For several of the pieces the musicians did not make much eye contact with the audience, only with each other, depicting a sense of the trio interacting through music to show the happenings in their own world.

The trio performed a total of 10 pieces, with the second to last piece a medley of three songs from the musician’s home country. The first of the three was about the joy of going outdoors on a beautiful, peaceful, day.

The second was on life, with strong vocals harmonizing with uplifting music. The last one was a rather rapid piece with quick tempo to portray the different emotions of falling in love, similar to the ups and downs of heartbeats.

The concert ended with a piece originally composed by Catalano about prayer and wishes for the Virgin Mary and saints to keep away evil. The performance’s tempo was divided. The slower segment was about closing doors to keep evils away while the faster part was a medical text. Overall, the ending was very rapid and impactful.

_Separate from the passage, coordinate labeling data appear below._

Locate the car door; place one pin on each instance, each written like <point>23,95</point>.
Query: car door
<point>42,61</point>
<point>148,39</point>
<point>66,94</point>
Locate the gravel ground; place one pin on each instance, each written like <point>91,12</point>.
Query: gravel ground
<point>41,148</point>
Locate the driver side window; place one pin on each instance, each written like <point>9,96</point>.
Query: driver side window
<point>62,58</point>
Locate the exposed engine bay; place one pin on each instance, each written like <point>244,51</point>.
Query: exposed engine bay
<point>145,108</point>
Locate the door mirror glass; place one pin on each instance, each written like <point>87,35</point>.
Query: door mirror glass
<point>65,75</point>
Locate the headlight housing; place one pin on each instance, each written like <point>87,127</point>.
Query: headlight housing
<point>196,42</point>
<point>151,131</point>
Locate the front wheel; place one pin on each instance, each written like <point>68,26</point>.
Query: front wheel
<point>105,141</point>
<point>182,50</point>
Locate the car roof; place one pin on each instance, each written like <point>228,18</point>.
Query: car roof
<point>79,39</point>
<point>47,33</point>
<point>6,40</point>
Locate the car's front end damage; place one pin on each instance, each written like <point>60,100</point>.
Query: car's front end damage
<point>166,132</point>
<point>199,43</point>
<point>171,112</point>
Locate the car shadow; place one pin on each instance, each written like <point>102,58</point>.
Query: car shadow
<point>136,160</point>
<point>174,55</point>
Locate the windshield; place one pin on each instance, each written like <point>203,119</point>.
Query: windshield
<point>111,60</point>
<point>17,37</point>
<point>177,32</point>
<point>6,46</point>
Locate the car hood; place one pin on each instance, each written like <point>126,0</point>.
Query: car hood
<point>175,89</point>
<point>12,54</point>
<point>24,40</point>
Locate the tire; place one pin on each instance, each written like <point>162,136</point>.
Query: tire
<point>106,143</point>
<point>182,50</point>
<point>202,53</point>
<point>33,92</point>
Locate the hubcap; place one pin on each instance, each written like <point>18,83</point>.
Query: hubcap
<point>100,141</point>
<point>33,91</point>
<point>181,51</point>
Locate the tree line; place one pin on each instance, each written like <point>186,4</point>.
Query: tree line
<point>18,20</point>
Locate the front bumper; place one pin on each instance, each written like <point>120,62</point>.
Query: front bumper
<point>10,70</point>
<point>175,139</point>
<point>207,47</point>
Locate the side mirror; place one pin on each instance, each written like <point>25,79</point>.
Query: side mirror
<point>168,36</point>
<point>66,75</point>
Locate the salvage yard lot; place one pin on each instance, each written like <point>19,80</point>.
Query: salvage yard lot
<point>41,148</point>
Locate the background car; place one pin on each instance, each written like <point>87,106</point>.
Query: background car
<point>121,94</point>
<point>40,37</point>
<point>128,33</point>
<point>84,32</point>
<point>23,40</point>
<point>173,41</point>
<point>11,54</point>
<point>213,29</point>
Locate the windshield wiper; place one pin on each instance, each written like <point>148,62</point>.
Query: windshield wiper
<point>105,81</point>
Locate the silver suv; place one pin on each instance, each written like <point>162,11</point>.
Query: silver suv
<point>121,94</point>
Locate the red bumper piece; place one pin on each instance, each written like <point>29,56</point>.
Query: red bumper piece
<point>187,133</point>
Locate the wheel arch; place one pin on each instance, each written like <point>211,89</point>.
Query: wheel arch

Although it was the trio’s first performance together, many audience members were surprised about their professional performance.

“It’s our first time as a trio and we’ve also actually have very few rehearsals,” Catalano said. “The point is, when you know what you’re doing, it’s just a matter of listening carefully. Just listen to what each other is doing and watch each other. This is how we look like we’ve been playing together for a long time.”

“It was neat because I haven’t heard some of the instruments played together before, so it was interesting,” said Cal Poly Pomona freshman liberal studies major Alison Dial. “My favorite part was probably when all three played together.”